Happy New Year! Best wishes for 2024 for you and your family.

I went ahead and created a PR for the spec change:
https://github.com/apache/avro/pull/2672 Let me know if there are any
questions or concerns.

Kind regards,
Fokko

Op vr 22 dec 2023 om 14:52 schreef Fokko Driesprong <fo...@apache.org>:

> Hi Martin and Scott,
>
> Thanks for the question, and that's a good one. I would suggest:
>
> {
>
>   "type": "fixed",
>
>   "size": 16,
>
>   "logicalType": "uuid"
>
> }
>
> This is in line with the other logicalTypes. For example with date:
>
> {
>   "type": "int",
>   "logicalType": "date"
> }
>
> If you don't support the date, you can still read the int itself (days
> since Epoch).
>
> I've added a schema example to the Google doc and created a PR
> <https://github.com/apache/avro/pull/2646/> to clarify the current
> situation.
>
> I am curious about what you guys think of the proposed JSON-type
> representation.
>
> Kind regards,
> Fokko
>
>
> Op vr 22 dec 2023 om 14:25 schreef Scott Belden <sc...@gmail.com>:
>
>> I think you'd have to go with something like one of the first two options
>> (something in the schema) rather than some flag in a library.

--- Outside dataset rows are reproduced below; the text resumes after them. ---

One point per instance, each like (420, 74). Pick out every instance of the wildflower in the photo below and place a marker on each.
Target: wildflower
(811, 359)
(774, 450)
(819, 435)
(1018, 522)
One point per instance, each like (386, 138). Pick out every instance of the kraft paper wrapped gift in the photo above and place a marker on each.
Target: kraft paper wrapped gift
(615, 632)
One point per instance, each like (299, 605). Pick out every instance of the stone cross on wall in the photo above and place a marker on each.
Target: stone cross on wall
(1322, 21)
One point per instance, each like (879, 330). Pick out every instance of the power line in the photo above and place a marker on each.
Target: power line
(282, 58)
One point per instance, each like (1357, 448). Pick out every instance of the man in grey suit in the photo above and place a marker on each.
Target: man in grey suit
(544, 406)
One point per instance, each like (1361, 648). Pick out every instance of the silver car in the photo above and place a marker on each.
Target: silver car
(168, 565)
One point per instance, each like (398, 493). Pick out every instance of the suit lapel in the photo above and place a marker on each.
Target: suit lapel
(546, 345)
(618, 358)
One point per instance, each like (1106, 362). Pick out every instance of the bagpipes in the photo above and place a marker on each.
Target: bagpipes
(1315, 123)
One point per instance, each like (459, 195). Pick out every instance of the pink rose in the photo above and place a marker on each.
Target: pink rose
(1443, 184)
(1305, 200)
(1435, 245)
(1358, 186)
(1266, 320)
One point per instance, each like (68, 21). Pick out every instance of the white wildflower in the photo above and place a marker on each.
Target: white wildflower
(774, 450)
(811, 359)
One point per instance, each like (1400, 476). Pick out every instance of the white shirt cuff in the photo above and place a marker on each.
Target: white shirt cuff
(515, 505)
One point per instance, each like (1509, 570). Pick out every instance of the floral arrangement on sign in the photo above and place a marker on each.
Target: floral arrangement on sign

The problem
>> with an flag in a library is if someone has an avro file they want to
>> deserialize, they might not know if it was encoded with uuids as bytes or
>> strings and they'd be left with guessing one and trying again with the
>> second if the first failed which would not be a pleasant experience.
>>
>> -Scott
>>
>> On Fri, Dec 22, 2023 at 5:00 AM Martin Grigorov <mg...@apache.org>
>> wrote:
>>
>> > Hi,
>> >
>> > How would the application tell Avro what storage type to use - String or
>> > bytes ?
>> > - new logical type ? e.g. "logicalType": "uuid-bytes"
>> > - extra attribute ? e.g. { ..., "logicalType": "uuid", "storage-type":
>> > "bytes" }
>> > - global switch that tells the library to always use "string" or "bytes"
>> > for all UUIDs ?
>> > - ...
>> >
>> > Martin
>> >
>> > On Fri, Dec 22, 2023 at 10:49 AM Fokko Driesprong <fo...@apache.org>
>> > wrote:
>> >
>> > > Hey everyone,
>> > >
>> > > For Iceberg we're using UUIDs in Avro and we're storing them as
>> binary,
>> > > rather than a string. This has several advantages such as more compact
>> > > storage, more efficient reading, and more efficient skipping. For more
>> > > details, please check out the doc that I've created
>> > > <
>> > >
>> >
>> https://docs.google.com/document/d/16_oSWrEM7AFUCTe0uuraAEHxywezLfoEz5ahzwvhGUk/edit#heading=h.43xuauwfk7ow
>> > > >
>> > > (and feel free to comment). Also created AVRO-3918
>> > > <https://issues.apache.org/jira/browse/AVRO-3918> on Jira to track
>> this.
>> > >
>> > > Looking forward to hearing from y'all!
>> > >
>> > > Kind regards and happy holidays,
>> > >
>> > > Fokko Driesprong
>> > >
>> >
>>
>